Preisdruck durch Globalisierung
Die Bauernvertreter innerhalb des Agrarbündnisses setzen sich selbst schon lange für eine – wie sie es selbst nennen – Agrarwende ein. Sie pflegen vor allem in der Landwirtschaft eine wachstumskritische Haltung. Auch gegenüber der Strategie des "Wachsen oder Weichen", die wiederum der Deutsche Bauernverband bislang propagierte. Besonders verhängnisvoll findet Tierschutzbundpräsident Schröder den von der Bundesregierung gezielt geförderten Export von Agrarerzeugnissen. Obwohl in Deutschland der Konsum an Fleisch sinke, steige hierzulande die Zahl der Tiere, die geschlachtet und verarbeitet würden:
"Das führt dazu, dass sich die Landwirte in Deutschland einem globalisierten Preisdruck unterwerfen müssen.
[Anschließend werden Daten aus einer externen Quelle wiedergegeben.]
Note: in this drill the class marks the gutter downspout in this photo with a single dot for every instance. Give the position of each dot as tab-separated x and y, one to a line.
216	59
Sie konkurrieren plötzlich mit thailändischem Geflügel, mit Schweinen aus China, mit all diesen Preisfragen. Und wer auf den Preis setzt, kann am Ende auch Tierschutzwohl nicht einhalten. Aber die, die in diese Gloablisierung einsteigen, werden am Ende auch keine Zukunft machen. Denn den Preisdruck können wir hier nicht lösen."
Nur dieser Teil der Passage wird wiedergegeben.